Потом вышли из своей конуры несколько полицейских, и мы ждали от них какой-нибудь подлянки. Нас ведь было восемь, верно? А их — шесть патрульных с хайвея, пятеро из городской полиции, пятеро от местного шерифа и человек семь из ближайших городков.
Гарри Миллер сказал: «Да, сэ-эр». Начальник пожарной команды Дж. М. Аллен пришел в сильное возбуждение. Надел красную пожарную каску, номер четыре. И говорит: «Вы их всех взяли? Никто не пострадал?» Дж. М. подошел, посмотрел на нас, на наши волосы и спрашивает: «А где Ниггер? Мне надо Ниггера на пару слов».
Вин Аллен нам потом рассказал: «Я сидел в камере, под арестом. И вдруг этот тип подваливает ко мне, и я думал, он что-то скажет насчет происходящего. Ну и он подходит и так вполне по-дружески шепчет: „Вин, приходи ко мне завтра, мы поговорим насчет вашего долга мне“. Этому долбоебу хватило наглости зайти ко мне в камеру и завести разговор о деньгах, которые должна ему моя семья».
Шестнадцатилетняя Робин Армстронг, бросившая колледж невзрачная и молчаливая сельская девочка с ямочками на щеках, чей отец помешался двумя годами ранее, сказала: «Меня совсем достали: все вокруг совсем оборзели». Она тогда стояла у пожарной машины. Всех ее друзей посадили в тюрьму, и она начала кричать: «Вы, долбаные свиньи!» — и пожарные демонстративно вытащили свои блестящие топорики.
Потом подъехала ее мать, а Робин Армстронг, дрожа от страха и ярости, бросилась бежать, как испуганный заяц, вдоль по улице.

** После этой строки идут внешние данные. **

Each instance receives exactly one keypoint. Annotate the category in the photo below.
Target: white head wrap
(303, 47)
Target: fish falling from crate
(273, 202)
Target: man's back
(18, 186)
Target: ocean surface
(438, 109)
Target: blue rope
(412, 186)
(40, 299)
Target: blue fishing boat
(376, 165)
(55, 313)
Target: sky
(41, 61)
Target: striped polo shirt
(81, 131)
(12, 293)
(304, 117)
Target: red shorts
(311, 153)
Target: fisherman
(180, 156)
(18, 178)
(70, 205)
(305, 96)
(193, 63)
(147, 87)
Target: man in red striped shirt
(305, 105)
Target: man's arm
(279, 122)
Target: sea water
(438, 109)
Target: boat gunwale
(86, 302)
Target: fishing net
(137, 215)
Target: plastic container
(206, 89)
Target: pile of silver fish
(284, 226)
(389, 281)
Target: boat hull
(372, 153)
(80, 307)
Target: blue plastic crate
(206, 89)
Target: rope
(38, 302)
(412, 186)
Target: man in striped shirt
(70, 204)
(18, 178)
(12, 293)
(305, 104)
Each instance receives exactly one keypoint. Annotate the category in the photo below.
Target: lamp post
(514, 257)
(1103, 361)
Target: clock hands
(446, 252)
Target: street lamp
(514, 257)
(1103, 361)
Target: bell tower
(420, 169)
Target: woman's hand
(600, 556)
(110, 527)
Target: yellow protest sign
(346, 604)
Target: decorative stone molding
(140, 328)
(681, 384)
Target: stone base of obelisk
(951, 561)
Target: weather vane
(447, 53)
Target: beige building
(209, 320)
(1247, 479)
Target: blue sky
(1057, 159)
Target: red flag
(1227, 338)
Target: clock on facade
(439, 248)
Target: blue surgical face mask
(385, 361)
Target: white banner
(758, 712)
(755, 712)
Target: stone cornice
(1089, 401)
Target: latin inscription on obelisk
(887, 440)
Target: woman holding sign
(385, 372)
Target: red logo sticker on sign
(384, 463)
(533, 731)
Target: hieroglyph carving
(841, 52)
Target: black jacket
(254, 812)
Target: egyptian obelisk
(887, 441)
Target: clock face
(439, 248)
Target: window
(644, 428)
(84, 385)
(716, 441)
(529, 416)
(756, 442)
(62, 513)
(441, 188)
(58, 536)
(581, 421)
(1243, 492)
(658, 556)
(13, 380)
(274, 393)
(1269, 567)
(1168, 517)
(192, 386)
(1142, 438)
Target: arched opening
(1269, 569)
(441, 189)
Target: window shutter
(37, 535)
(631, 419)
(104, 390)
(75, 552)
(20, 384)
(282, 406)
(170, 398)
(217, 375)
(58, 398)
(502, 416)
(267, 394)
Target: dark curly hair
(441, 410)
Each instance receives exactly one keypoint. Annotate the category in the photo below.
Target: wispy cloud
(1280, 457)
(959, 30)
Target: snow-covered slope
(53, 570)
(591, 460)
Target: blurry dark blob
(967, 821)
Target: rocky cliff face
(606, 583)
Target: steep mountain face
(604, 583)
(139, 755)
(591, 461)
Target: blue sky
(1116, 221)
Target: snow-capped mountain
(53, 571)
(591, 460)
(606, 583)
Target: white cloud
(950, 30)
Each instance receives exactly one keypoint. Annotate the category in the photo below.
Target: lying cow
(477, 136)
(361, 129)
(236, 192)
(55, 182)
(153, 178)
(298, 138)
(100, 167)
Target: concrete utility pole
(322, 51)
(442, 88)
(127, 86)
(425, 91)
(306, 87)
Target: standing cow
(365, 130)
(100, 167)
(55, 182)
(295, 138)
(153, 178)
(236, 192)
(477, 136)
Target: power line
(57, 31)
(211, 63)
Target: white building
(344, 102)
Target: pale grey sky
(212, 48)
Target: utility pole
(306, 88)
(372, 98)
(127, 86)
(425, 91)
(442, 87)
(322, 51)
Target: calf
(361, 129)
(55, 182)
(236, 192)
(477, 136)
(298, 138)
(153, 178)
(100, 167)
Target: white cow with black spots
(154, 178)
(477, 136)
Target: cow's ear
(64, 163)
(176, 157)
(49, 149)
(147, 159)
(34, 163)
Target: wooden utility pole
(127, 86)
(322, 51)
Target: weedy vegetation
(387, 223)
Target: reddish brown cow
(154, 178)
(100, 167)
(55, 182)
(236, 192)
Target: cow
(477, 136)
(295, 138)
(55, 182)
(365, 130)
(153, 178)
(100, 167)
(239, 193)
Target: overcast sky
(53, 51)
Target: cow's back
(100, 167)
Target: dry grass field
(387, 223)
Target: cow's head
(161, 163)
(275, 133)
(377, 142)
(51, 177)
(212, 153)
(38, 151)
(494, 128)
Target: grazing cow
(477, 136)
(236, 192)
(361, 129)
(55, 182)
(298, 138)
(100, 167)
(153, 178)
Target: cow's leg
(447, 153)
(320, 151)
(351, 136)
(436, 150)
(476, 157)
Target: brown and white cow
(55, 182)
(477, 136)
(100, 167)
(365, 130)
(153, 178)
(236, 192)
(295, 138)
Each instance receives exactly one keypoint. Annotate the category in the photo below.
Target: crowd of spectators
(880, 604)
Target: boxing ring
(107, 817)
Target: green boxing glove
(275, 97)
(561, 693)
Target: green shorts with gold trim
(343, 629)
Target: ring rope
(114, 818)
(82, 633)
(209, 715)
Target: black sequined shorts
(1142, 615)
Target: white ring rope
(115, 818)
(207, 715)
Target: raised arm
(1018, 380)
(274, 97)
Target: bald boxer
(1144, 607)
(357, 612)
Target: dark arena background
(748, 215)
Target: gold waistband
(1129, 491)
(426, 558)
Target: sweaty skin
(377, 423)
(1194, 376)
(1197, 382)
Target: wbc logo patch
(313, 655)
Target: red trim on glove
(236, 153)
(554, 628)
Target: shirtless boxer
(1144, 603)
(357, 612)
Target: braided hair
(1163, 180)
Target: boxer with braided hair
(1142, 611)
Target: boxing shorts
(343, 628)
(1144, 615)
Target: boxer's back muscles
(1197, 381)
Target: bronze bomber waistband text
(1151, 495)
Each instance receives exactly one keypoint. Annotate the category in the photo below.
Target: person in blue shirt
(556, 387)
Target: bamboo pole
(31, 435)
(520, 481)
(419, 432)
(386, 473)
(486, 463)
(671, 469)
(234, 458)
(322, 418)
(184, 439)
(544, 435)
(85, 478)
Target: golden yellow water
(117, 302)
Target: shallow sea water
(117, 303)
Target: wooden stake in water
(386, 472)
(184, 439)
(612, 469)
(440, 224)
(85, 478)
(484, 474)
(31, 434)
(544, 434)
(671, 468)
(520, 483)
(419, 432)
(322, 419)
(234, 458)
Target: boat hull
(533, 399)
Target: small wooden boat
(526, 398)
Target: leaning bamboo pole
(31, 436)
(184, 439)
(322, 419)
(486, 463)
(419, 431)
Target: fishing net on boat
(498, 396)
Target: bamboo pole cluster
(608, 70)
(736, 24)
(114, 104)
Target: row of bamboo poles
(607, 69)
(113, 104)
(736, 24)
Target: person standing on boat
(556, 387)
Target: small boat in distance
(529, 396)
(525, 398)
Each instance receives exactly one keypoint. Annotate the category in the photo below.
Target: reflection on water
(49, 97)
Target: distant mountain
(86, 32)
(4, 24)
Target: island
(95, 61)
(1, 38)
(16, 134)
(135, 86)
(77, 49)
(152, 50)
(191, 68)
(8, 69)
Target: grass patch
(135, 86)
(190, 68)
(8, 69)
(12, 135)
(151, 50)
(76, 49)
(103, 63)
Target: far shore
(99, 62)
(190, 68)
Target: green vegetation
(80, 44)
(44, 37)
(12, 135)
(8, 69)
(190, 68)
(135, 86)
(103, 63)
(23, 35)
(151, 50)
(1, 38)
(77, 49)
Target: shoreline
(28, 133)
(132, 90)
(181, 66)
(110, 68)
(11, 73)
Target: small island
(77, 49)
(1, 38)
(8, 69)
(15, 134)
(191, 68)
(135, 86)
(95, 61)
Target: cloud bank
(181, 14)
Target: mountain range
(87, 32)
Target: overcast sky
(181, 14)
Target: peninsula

— Я увидел ее в окошко, — сказал Гарри Миллер. — Робин рванула между тюрьмой и соседним домом, хотела убежать по этой старой дороге, чтобы мать ее не засекла. А в каждой пожарной машине есть бак с водой, под давлением двести фунтов, и у них там такие большие брандспойты, ну пожарники и открыли один кран и из брандспойта ударили водой в спину Робин и сбили ее на землю. Она упала лицом в гравий.
Миссис Армстронг, женщина лет сорока, но одевающаяся так, словно до сих не чужда земным радостям, подошла к своей хныкающей дочери, изо рта которой текла кровь, и взяла ее за руку. Она назвала дочь «поблядушкой», притащила ее обратно к пожарному, который все еще держал в руке брандспойт, и поблагодарила его.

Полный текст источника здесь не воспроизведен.